/**Program for internal typecasting of the compiler**/
#include<stdio.h>
int main(void)
{
float b = 0;
// The Second operand is a integer value which gets added to first operand
// which is of float type. Will the second operand be typecasted to float?
b = (float)15/2 + 15/2;
printf("b is %f\n",b);
return 0;
}
OUTPUT : b is 14.500000
Yes, an integral value can be added to a float value.
The basic math operations (+, -, *, /), when given an operand of type float and int, the int is converted to float first.
So 15.0f + 2 will convert 2 to float (i.e. to 2.0f) and the result is 17.0f.
In your expression (float)15/2 + 15/2, since / has higher precedence than +, the effect will the same as computing ((float)15/2) + (15/2).

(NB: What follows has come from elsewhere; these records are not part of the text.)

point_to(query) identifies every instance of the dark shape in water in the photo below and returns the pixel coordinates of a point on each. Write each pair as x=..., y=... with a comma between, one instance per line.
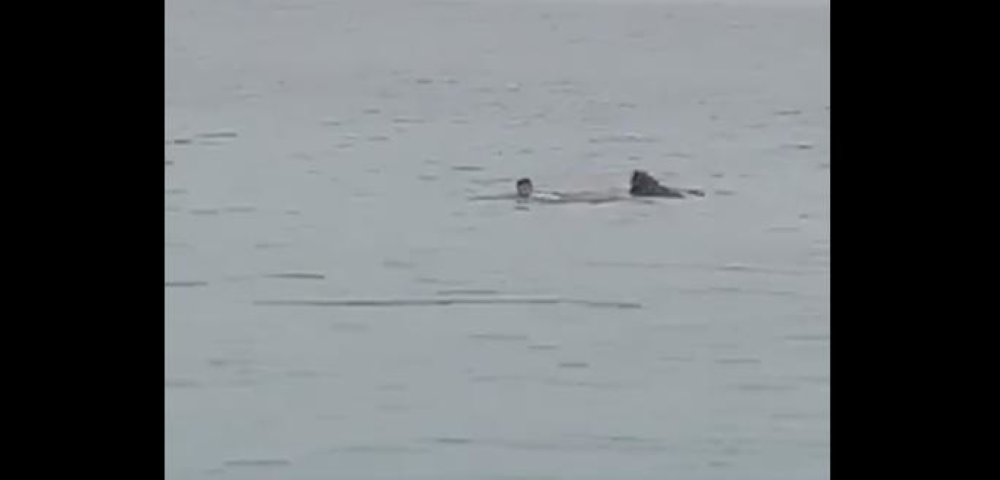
x=644, y=185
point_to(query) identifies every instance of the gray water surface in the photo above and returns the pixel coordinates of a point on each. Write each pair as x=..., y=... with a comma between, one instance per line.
x=337, y=307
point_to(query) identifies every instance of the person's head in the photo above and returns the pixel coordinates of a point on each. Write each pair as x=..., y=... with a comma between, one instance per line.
x=641, y=178
x=524, y=187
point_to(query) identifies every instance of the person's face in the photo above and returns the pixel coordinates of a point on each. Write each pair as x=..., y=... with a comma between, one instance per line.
x=524, y=189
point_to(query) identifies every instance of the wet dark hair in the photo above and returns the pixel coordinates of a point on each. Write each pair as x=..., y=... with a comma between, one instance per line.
x=639, y=175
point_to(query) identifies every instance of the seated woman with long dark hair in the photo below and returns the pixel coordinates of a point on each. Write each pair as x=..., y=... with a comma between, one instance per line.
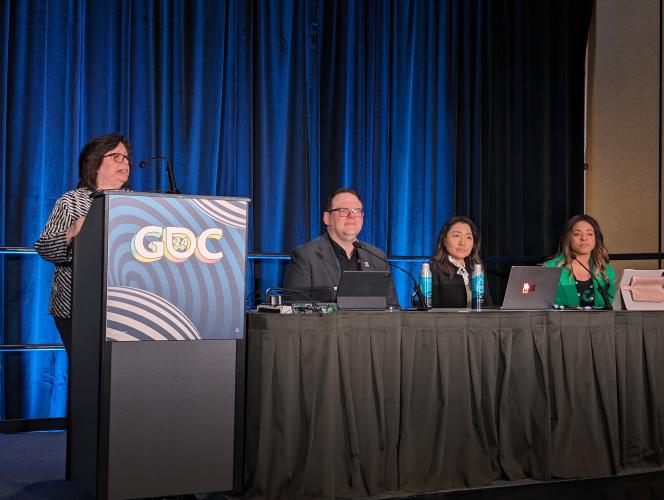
x=457, y=251
x=587, y=278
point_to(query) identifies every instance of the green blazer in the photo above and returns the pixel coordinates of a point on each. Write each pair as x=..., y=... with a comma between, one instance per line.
x=567, y=294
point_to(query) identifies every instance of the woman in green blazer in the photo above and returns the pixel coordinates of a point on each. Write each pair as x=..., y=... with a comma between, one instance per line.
x=582, y=250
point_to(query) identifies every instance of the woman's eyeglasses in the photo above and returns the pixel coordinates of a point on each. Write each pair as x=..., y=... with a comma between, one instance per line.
x=119, y=157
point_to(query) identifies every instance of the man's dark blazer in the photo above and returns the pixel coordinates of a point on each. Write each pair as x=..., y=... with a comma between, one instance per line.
x=314, y=265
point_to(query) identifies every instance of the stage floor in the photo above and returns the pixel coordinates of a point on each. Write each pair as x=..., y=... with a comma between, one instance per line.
x=32, y=467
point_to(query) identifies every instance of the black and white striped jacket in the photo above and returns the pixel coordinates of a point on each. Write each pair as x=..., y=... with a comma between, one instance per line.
x=52, y=246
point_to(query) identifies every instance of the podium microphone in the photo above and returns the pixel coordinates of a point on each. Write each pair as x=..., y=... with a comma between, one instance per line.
x=600, y=288
x=169, y=172
x=418, y=291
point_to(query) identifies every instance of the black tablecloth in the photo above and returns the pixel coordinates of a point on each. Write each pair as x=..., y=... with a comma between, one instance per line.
x=360, y=403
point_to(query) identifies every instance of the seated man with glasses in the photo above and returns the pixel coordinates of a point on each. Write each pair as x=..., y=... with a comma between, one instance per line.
x=316, y=266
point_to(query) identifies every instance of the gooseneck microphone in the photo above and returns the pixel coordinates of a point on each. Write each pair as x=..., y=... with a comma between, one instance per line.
x=418, y=291
x=600, y=288
x=169, y=172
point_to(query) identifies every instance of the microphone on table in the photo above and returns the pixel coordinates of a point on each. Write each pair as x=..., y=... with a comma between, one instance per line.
x=169, y=172
x=600, y=288
x=418, y=291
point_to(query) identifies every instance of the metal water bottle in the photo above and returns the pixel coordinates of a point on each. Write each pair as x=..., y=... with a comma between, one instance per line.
x=477, y=286
x=425, y=283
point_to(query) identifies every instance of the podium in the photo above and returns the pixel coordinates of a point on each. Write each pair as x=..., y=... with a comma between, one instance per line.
x=157, y=361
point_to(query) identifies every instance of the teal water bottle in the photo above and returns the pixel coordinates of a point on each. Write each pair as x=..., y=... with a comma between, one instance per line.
x=425, y=283
x=477, y=286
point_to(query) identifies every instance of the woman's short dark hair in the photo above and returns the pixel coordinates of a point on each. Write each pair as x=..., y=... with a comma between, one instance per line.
x=441, y=257
x=92, y=155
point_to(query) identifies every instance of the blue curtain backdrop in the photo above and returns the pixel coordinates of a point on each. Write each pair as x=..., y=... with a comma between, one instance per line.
x=428, y=108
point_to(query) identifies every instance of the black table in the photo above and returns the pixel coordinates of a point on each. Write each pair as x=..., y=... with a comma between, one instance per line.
x=354, y=404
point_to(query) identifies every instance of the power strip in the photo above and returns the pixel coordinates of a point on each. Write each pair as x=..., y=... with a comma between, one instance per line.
x=275, y=309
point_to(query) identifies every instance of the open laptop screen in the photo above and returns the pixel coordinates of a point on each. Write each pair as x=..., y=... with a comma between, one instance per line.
x=364, y=290
x=531, y=287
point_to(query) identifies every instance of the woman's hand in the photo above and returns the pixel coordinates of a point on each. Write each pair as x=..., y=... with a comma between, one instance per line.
x=74, y=229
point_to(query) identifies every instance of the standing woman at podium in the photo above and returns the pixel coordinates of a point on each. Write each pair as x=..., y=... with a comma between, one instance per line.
x=104, y=163
x=587, y=278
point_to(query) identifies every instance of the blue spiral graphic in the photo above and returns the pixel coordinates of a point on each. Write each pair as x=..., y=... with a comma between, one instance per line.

(float)15/2 explicitly converts 15 to float and therefore implicitly converts 2 to float, yielding the final result of division as 7.5f.
However, 15/2 does an integer division, so produces the result 7 (there is no implicit conversion to float here).

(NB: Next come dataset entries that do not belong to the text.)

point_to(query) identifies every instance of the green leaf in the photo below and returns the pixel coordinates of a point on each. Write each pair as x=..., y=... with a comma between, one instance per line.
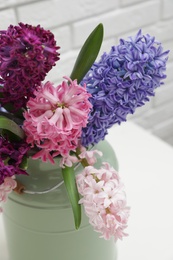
x=10, y=125
x=88, y=54
x=68, y=174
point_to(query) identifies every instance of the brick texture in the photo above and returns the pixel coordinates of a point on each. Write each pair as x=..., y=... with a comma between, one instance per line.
x=72, y=21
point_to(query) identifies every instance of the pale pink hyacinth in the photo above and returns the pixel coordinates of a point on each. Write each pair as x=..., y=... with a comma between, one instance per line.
x=55, y=118
x=5, y=188
x=104, y=200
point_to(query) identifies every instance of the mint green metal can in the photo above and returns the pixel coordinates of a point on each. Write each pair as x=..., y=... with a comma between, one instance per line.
x=41, y=226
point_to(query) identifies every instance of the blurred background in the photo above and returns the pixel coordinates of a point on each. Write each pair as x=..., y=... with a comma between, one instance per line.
x=72, y=21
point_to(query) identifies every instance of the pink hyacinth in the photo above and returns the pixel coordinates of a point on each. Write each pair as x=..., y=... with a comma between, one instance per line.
x=5, y=188
x=104, y=200
x=55, y=118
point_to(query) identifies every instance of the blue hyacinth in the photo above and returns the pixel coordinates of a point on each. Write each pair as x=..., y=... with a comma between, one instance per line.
x=121, y=81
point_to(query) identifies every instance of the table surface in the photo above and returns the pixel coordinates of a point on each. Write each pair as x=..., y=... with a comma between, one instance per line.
x=146, y=168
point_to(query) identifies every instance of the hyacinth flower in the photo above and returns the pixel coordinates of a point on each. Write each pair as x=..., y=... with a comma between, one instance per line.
x=104, y=200
x=27, y=54
x=55, y=118
x=121, y=81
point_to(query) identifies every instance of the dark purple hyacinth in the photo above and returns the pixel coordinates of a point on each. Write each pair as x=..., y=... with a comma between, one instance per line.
x=121, y=81
x=27, y=54
x=11, y=155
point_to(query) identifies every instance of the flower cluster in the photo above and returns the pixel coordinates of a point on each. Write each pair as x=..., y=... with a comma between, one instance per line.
x=11, y=156
x=104, y=200
x=27, y=53
x=43, y=121
x=55, y=118
x=121, y=81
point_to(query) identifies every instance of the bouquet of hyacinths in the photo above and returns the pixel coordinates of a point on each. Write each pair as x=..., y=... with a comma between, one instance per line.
x=44, y=121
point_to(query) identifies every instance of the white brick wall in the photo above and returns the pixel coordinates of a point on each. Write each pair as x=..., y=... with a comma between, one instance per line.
x=72, y=21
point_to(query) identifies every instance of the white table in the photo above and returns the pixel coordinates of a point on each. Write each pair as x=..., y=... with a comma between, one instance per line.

Since (float)15/2 has been computed as a float, the value 7 is then converted to float before addition. The result will therefore be 14.5f.

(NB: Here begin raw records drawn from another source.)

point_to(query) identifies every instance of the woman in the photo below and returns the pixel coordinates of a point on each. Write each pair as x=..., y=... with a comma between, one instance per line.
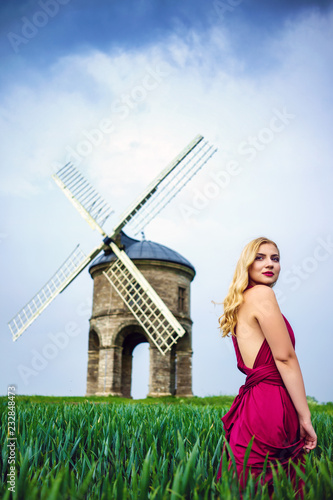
x=272, y=404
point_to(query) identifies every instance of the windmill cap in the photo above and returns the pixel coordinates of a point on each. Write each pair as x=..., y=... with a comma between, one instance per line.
x=144, y=250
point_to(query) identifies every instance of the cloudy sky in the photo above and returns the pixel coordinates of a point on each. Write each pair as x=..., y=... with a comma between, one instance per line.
x=119, y=88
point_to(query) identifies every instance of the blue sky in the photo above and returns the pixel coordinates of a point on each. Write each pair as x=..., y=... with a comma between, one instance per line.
x=253, y=77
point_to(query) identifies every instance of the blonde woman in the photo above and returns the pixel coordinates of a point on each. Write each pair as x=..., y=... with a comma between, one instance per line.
x=271, y=406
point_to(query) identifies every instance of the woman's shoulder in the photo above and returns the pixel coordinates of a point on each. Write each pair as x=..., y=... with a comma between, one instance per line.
x=259, y=293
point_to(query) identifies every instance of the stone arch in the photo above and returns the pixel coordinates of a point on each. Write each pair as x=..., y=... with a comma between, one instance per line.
x=93, y=362
x=127, y=339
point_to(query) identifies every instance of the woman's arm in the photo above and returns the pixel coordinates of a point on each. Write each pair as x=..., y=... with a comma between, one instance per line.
x=268, y=314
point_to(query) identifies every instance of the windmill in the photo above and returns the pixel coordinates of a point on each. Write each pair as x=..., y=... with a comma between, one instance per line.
x=160, y=325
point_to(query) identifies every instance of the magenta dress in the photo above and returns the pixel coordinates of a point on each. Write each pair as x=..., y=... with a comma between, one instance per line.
x=263, y=409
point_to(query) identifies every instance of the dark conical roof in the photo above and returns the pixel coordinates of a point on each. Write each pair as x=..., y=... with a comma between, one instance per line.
x=144, y=250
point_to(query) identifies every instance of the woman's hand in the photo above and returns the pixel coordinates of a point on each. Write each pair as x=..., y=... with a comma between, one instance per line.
x=308, y=433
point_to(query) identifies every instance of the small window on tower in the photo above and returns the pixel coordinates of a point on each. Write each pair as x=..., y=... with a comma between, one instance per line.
x=181, y=299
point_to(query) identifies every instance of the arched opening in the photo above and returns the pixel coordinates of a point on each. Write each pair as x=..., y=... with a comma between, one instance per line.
x=93, y=362
x=140, y=371
x=131, y=340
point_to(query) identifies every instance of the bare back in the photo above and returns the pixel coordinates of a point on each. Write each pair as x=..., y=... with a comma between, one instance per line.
x=248, y=332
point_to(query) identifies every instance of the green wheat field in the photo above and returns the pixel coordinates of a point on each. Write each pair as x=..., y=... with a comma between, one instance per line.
x=112, y=448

Note: floating point types are also characterised by finite precision and rounding error that affects operations. I've ignored that in the above (and it is unlikely to have a notable effect with the particular example anyway).
Note 2: Old versions of C (before the C89/90 standard) actually converted float operands to double in expressions (and therefore had to convert values of type double back to float, when storing the result in a variable of type float). Thankfully the C89/90 standard fixed that.